Can Chores Really Be Meditation?
Washing dishes. Tidying up. Folding laundry.
At first glance, these activities seem far removed from meditation. Yet many mindfulness teachers recommend them.
What does science say?
What Research Exists and What It Does Not
There are currently few controlled trials that study mindfulness during chores directly.

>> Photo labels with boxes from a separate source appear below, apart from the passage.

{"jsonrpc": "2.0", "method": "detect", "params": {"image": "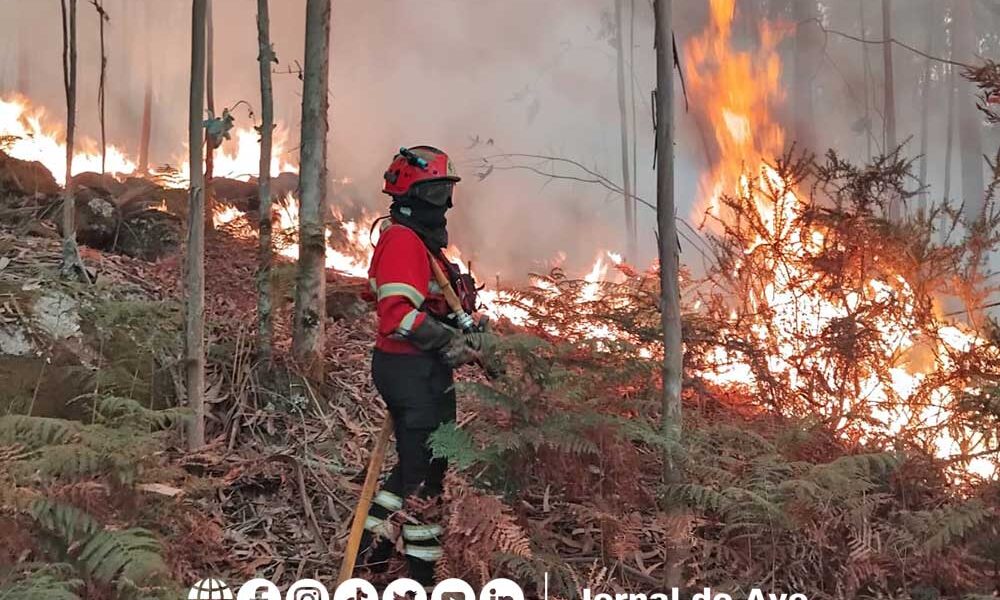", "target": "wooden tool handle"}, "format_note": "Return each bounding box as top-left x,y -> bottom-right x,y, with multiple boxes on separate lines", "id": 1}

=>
337,415 -> 393,585
427,252 -> 465,313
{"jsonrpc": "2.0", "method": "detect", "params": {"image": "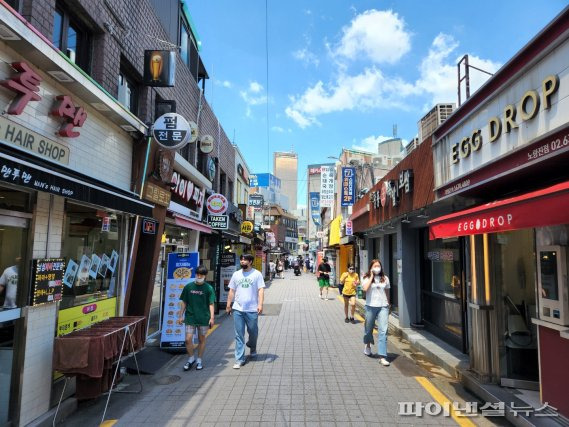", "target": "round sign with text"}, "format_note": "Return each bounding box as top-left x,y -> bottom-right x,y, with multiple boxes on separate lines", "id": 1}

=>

This is important to say clearly.
However, strong indirect evidence comes from three research areas:
- Mindful walking and movement meditation
- Embodied attention and sensory grounding
- Ecological validity of mindfulness practice
Together, these suggest that attention anchored in simple, repetitive actions can support mindfulness in the same way as formal practices.
Supporting Evidence from Mindful Action Research
A frequently cited paper by Hanley and Garland emphasizes that mindfulness is best understood as how attention is deployed, not where.
Link to the paper: https://link.springer.com/article/10.1007/s12671-014-0360-9
Their work supports the idea that:
- Any activity can become a mindfulness practice
- Repetition stabilizes attention
- Sensory engagement reduces rumination
Why Chores Are Especially Effective
Daily chores have unique advantages:
- They are repetitive
- They are already part of daily routines
- They involve touch, movement, and sequencing
These features make them ideal anchors for attention.
How intuno Uses This Insight Responsibly
intuno does not claim that chores magically replace all meditation.
Instead, it uses chores as entry points:
- Short guidance aligned with the activity
- Sensory-focused attention prompts
- No expectation of silence or perfection
This makes meditation accessible in moments that would otherwise be lost.
Practical Takeaway
You do not need extra time to practice mindfulness. You can practice inside the moments you already have.